Wenn von der Abholzung des Regenwaldes die Rede ist, ist der Hinweis auf nachteilige Effekte für die Klimaerwärmung nicht weit. Denn im Holz der Bäume wird klimaschädliches CO2 als Kohlenstoff gebunden. Doch die Zerstörung des Waldes könnte noch einen weiteren, bislang unerkannten Effekt auf das Klima haben: Denn Stoffe, die die Bäume ausdünsten, tragen zur Wolkenbildung und zu Niederschlägen in Tausenden Kilometern Entfernung bei. Das konnten deutsche, finnische und brasilianische Forschende nun in zwei Studien zum Amazonas-Regenwald nachweisen.

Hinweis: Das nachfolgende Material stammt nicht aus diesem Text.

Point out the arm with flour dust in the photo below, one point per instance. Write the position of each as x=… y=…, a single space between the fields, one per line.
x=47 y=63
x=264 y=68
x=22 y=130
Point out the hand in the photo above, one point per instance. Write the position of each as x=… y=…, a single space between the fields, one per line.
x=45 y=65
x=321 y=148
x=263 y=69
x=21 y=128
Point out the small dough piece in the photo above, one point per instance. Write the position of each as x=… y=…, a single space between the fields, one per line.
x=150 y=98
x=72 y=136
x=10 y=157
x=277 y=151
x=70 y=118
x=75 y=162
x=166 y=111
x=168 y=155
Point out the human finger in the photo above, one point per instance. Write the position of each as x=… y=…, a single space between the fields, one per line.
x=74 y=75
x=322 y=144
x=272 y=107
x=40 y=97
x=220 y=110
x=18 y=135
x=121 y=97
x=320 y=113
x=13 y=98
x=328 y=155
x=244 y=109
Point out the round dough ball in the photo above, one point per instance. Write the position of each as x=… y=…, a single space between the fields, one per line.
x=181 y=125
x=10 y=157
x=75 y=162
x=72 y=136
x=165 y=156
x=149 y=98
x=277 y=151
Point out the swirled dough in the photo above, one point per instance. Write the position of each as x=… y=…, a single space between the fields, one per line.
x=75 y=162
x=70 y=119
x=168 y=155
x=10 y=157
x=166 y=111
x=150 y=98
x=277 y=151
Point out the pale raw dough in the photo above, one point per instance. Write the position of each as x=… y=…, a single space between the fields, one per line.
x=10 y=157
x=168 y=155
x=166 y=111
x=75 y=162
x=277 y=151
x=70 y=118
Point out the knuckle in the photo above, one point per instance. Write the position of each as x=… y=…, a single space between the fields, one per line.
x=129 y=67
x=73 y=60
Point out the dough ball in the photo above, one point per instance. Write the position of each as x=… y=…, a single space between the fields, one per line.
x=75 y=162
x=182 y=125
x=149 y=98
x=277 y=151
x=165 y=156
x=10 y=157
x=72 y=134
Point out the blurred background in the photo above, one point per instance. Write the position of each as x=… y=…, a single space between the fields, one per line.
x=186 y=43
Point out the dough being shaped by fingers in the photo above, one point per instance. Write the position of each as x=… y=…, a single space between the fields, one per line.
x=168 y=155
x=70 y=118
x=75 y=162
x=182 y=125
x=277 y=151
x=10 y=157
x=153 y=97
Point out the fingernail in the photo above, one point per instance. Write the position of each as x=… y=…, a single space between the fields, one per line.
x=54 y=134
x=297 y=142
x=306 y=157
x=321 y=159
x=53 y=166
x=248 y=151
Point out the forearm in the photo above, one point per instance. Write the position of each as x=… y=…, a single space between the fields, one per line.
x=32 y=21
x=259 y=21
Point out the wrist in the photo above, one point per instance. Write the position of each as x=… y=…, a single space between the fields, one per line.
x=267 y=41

Ausgangspunkt ihrer Überlegungen waren Terpene: organische Verbindungen, die Bäume in die Umgebungsluft abgeben. Und die nicht nur in den Tropen, sondern auch in unseren Breiten den typischen, würzig-harzigen Geruch des Waldes ausmachen.
Von dem häufigsten dieser Stoffe, dem Isopren, gelangen Schätzungen zufolge jedes Jahr weltweit 500 bis 600 Millionen Tonnen in die Luft. Und besonders viel davon in den Tropen Brasiliens: "Allein der Amazonas-Regenwald ist für mehr als ein Viertel dieser Emissionen verantwortlich", erklärt Atmosphärenforscher Prof. Joachim Curtius von der Goethe-Universität Frankfurt in einer Presseerklärung.
Bislang ging die Forschung allerdings davon aus, dass Isopren schon am Boden durch sogenannte Hydroxyl-Radikale zerstört wird, die sich im Sonnenlicht bilden. Forschungsflüge über dem Regenwald zeigten allerdings: Auch in einigen Kilometern Höhe finden sich "erhebliche Mengen" Isopren – wo es sich mit Stickoxid verbindet. Mehrere solcher Moleküle "verklumpen" dann zu wenige Mikrometer kleinen Aerosolpartikeln. Und dienen als Kondensationskeime für Wasserdampf – aus dem sich Regentropfen bilden.
Gewitter als vertikale Aerosolpumpe
Die Forschenden fanden auch eine Erklärung dafür, wie das Isopren in höhere Luftschichten gelangt: Gewitter sorgen demnach, wie gigantische Staubsauger, für lokal starke Aufwinde. Und befördern die winzigen Teilchen bis in Höhen von 15 Kilometern. Und von dort, durch starke Höhenwinde, in Entfernungen von Tausenden von Kilometern.
Auf diese Weise haben die bodennahen Duftstoffe des Waldes auch über den Ozeanen und auf anderen Kontinenten einen Einfluss auf die Wolkenbildung – und die Niederschlagsmengen. Aber nicht nur das: Wolken regulieren die Temperaturen auf der Erde dadurch, dass sie sowohl das direkt einfallende Licht der Sonne als auch Wärmestrahlung vom Erdboden reflektieren. Erst kürzlich konnte ein Forschungsteam nachweisen, dass eine weltweit geringe Bedeckung des Himmels mit niedrigen Wolken für einen sprunghaften Temperaturanstieg im ablaufenden Jahr mitverantwortlich ist.
"Einerseits werden [durch die Abholzung, d. Red.] Treibhausgase frei, weil der Wald als Kohlendioxidspeicher ausfällt", resümiert Joachim Curtius. "Andererseits werden durch die Rodung sowohl der Wasserkreislauf als auch die Isopren-Emissionen beeinträchtigt, was den Klimawandel weiter antreibt."